1. 14
  1.  

  2. 4

    What would you, @FrostKiwi, suggest as an alternative to the Han Unification? Let’s imagine, for a moment, that Unicode doesn’t need to be backwards compliant.

    1. 6

      I’m not OP but I’ve been driven to distraction by the same issue. It’s frustrating that Unicode has 「A」「А」「Α」「𝝖」「𝞐」 but they forced unification of far more visually distinct CJK characters.

      IMO the Unicode consortium ought to introduce unambiguous variants of all CJK hanzi/kanji that got over-unified, and deprecate the ambiguously unified codepoints. Clients can continue to guess when they need to render an ambiguous codepoint (no better option), and new inputs wouldn’t have the same problem.

      Aside: My solution for Anki was to add a Japanese font (EPSON-KYOKASHO) to the media catalog and reference it in CSS. This works cross-platform, so I get consistent rendering on Android, macOS, and Ubuntu. The relevant card style is:

      @font-face {
       font-family: "EpsonKyoukasho";
       src: url("_EpsonKyoukasho.woff2") format("woff2");
      }
      
      1. 5

        I disagree. You can go into any used bookstore in Japan, and pull a book off the shelf with “Chinese” style pre-war kanji in it. It would be silly to say that those books should be encoded with completely different codepoints than post-war books. Yes, there were a few overly aggressive unifications in the first round, but those have all been disambiguated by now, and what’s left really are just font difference. If you were to approve splitting out all those font differences into new characters, then you’re on the road to separating out the various levels of cursive handwriting, which multiplies the number of characters by at least 4x, maybe more. The point of Unicode is not to preserve a single way that characters look. For that, we have PDF, SVG, etc. It’s just trying to preserve the semantics and handle pre-existing encodings. It’s a blurry line, for sure, but I think they did as well as they could have under the circumstances.

        Now emoji, on the other hand, that’s an ongoing disaster. :-)

        1. 3

          Splitting all the font differences would already cause an up to 4x multiplication just for characters used in mainland China, which has two font standards that apply to both traditional and simplified characters: https://en.wikipedia.org/wiki/Xin_zixing

          The size of the Unicode code space is 1,114,112 [1], and Han characters occupy 98,408 codepoints [2] right now (8.8%). A lot of those characters are rarely used, but unfortunately that also means they tend to be quite complex, made up of a lot of components, which increases their chances of them having (at least theoretical) regional variants. If Unicode tries to encode every regional variant of every character as separate codepoints, there might be a real danger of Han characters exhausting the Unicode code space.

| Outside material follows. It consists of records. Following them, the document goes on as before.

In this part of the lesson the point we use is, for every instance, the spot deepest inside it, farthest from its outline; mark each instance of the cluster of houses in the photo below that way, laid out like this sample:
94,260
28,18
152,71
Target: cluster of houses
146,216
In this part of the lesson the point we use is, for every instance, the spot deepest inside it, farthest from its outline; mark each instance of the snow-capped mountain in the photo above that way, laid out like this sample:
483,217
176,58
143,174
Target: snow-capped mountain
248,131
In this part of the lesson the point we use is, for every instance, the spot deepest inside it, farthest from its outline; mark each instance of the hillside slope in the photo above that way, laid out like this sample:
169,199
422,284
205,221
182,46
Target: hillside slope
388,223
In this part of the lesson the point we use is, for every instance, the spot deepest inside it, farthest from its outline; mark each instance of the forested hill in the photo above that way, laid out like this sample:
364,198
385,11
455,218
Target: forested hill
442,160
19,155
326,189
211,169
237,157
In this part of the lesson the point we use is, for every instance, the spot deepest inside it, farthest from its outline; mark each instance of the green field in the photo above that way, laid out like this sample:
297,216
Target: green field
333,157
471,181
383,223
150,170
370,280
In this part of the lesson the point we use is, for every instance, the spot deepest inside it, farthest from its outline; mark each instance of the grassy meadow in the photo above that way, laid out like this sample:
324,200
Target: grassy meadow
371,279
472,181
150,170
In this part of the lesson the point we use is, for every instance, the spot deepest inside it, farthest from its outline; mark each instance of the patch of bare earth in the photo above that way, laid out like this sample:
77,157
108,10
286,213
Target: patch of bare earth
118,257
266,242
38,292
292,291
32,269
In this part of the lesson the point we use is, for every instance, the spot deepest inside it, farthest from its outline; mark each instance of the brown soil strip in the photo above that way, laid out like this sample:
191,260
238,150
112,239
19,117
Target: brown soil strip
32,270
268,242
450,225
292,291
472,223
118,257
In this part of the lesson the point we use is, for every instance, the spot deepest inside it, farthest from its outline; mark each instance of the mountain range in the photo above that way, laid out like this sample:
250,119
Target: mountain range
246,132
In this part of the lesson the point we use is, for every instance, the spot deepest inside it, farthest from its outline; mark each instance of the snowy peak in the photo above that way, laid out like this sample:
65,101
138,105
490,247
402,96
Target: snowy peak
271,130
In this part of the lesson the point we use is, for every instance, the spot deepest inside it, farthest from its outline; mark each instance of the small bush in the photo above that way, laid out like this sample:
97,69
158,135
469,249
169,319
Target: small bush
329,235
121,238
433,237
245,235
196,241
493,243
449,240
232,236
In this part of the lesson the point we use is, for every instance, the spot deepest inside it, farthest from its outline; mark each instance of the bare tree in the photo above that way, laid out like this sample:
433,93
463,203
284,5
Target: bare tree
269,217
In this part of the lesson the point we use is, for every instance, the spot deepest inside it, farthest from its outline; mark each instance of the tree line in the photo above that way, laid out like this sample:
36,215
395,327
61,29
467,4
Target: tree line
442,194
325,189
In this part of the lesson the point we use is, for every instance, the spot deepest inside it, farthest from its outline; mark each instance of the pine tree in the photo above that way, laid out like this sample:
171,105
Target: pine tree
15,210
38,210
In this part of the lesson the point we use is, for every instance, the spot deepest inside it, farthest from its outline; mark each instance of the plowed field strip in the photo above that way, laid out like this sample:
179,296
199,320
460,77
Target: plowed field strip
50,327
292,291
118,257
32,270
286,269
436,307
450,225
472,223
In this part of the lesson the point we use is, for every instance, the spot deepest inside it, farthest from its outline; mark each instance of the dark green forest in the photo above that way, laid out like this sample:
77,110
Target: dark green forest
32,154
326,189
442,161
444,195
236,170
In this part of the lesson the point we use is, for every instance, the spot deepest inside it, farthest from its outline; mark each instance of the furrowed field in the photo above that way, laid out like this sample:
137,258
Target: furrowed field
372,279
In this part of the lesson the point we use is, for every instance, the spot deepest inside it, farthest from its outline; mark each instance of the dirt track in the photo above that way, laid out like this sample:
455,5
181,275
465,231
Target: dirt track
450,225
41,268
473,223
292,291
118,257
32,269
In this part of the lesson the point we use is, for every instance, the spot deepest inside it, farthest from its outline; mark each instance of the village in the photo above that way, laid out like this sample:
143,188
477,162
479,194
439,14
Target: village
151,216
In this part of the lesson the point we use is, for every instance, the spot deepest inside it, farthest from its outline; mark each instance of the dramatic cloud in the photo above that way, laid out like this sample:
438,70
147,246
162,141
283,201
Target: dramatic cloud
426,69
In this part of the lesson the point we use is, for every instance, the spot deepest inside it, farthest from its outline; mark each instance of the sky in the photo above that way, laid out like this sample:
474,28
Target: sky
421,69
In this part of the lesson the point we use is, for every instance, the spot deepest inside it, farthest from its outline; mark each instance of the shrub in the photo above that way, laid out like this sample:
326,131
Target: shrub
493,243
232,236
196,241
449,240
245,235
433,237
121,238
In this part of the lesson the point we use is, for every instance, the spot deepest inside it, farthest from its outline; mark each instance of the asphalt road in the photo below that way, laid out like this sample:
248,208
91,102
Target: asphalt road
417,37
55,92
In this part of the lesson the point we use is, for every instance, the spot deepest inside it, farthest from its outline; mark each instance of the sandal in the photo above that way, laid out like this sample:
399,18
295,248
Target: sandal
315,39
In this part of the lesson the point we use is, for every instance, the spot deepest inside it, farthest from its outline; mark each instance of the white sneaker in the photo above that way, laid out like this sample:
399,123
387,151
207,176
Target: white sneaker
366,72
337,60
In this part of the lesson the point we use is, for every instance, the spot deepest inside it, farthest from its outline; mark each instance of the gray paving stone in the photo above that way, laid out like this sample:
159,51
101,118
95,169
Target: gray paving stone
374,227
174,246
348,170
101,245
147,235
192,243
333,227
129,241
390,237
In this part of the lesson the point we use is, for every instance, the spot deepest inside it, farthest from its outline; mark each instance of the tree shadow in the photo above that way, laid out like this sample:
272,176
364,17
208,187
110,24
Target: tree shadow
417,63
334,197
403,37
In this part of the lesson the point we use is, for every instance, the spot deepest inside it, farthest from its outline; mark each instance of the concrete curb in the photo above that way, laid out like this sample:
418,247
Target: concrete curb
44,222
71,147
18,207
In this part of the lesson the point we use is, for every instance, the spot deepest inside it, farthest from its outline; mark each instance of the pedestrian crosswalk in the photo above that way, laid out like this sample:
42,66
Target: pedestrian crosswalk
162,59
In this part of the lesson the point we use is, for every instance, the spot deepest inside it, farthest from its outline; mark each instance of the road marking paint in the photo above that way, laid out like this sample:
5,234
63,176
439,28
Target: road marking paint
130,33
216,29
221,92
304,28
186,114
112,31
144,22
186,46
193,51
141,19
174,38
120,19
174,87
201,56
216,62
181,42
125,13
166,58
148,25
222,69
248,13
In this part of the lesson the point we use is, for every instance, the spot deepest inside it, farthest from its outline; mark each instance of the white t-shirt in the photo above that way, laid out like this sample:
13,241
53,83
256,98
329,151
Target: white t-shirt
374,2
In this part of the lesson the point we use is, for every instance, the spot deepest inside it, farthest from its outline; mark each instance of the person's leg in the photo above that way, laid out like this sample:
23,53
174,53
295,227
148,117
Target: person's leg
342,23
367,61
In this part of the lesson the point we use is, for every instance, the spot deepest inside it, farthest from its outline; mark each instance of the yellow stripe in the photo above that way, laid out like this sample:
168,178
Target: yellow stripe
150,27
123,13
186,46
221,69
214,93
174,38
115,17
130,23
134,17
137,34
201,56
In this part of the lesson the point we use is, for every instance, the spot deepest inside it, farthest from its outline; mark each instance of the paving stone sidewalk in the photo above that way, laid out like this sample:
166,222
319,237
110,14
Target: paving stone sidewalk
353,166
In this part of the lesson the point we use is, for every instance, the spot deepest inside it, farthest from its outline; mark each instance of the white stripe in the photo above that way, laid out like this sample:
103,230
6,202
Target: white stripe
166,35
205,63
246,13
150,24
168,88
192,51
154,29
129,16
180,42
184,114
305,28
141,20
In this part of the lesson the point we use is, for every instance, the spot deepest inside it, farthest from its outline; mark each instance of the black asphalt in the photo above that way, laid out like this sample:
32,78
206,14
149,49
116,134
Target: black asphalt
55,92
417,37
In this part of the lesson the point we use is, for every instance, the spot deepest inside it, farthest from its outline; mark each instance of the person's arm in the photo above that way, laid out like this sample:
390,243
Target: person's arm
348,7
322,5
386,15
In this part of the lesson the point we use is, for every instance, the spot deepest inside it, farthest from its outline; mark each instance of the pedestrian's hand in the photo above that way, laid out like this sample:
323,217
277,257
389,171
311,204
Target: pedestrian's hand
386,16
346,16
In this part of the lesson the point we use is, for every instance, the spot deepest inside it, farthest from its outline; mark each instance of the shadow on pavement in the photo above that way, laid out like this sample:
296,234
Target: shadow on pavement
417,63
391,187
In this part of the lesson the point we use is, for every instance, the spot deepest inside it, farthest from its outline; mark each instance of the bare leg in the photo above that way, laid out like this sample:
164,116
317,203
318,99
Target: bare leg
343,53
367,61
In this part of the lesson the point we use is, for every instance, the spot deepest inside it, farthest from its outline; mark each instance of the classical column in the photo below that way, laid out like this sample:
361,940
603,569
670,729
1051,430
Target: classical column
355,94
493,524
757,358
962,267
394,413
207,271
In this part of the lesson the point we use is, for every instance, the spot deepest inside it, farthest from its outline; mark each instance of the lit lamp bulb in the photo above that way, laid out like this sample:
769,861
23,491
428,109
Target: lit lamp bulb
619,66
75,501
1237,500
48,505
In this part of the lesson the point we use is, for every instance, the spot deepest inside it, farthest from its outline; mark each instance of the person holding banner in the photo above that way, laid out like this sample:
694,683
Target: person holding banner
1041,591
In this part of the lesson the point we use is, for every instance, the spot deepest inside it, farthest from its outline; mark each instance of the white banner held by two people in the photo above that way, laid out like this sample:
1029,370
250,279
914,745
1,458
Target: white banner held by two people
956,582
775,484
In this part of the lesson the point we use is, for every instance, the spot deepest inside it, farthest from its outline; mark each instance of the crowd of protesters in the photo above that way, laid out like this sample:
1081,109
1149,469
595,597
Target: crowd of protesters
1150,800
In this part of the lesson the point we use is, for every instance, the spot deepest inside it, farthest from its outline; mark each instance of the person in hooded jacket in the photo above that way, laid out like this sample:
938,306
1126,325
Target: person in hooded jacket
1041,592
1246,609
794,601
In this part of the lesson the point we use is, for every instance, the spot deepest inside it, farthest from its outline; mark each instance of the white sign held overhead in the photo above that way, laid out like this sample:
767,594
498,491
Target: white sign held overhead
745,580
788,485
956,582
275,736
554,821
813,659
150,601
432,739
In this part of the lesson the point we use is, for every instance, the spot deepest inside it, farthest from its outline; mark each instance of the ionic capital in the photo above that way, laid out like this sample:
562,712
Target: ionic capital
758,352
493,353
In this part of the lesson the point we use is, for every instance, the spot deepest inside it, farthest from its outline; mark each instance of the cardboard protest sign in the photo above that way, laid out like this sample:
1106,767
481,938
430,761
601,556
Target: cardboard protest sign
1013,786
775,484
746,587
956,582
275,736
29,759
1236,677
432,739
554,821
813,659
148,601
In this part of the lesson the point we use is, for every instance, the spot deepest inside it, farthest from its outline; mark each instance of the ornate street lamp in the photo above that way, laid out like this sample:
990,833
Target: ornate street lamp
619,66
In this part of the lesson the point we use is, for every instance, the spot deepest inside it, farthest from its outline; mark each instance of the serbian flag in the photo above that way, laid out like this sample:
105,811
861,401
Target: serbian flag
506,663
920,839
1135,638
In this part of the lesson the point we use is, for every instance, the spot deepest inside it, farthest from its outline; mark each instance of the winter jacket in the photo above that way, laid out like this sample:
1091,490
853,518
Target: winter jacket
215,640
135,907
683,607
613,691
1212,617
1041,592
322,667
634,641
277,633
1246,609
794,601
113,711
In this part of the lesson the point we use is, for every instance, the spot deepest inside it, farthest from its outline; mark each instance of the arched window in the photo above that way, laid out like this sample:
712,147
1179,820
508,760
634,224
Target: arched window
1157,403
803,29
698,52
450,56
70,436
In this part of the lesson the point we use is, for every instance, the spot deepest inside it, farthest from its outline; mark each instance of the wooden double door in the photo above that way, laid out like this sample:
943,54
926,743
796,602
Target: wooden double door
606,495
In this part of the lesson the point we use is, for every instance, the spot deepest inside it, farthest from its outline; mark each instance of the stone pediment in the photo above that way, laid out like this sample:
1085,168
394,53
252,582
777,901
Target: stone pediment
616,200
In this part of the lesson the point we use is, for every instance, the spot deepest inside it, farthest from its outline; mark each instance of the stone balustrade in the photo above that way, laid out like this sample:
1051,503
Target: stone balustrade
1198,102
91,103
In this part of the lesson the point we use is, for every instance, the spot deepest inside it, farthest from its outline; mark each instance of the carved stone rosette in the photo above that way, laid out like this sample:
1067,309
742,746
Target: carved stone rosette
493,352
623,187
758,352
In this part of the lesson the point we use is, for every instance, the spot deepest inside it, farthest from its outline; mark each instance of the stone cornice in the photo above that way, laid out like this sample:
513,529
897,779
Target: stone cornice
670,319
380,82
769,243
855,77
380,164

          [1] https://en.wikipedia.org/wiki/Code_point [2] https://en.wikipedia.org/wiki/Script_(Unicode)

          1. 1

            Correction: it would cause a 2x multiplication, not 4x, for characters used in mainland China since simplified and traditional characters are already encoded separately.

          2. 2

            You can go into any used bookstore in Japan, and pull a book off the shelf with “Chinese” style pre-war kanji in it.

            Readers with a western background might be tempted to reason by analogy to 「a」 having two forms, or how 「S」 looks very different in print vs handwriting, and there are characters (e.g.「令」) for which there are multiple valid shapes, but CJK unification is more like combining Greek, Latin, and Cyrillic.

            I can walk into a bookstore in the USA and find a book written in Greek, but that doesn’t mean 「m」 and 「μ」should be the same codepoint and treated like a font issue. Iμaginε ρεaδing τεxτ wρiττεn likε τhiς! Sure it’s readable with a bit of effort, but it’s clearly not correct orthography.

            It would be silly to say that those books should be encoded with completely different codepoints than post-war books. […] If you were to approve splitting out all those font differences into new characters, then you’re on the road to separating out the various levels of cursive handwriting,

            I disagree with your position that character variants between Chinese and Japanese can be universally categorized as “font differences”.

            There are some characters like 「骨」 or 「薩」 for which that’s true, but once the stroke count or radicals become different then I think it’s reasonable to separate the characters into distinct codepoints. It’s especially important if you ever want to have both characters in the same sentence, since per-word language tagging is impractical in most authoring tools.

            Consider the case of mainland China’s post-war simplification. The simplified characters were assigned separate codepoints, even though following the “CJK unification logic” would have 「魚」 and 「鱼」 be assigned the same codepoint. The fact that I’m able to write that sentence in text (instead of linking pictures) is IMO evidence that separate codepoints are useful.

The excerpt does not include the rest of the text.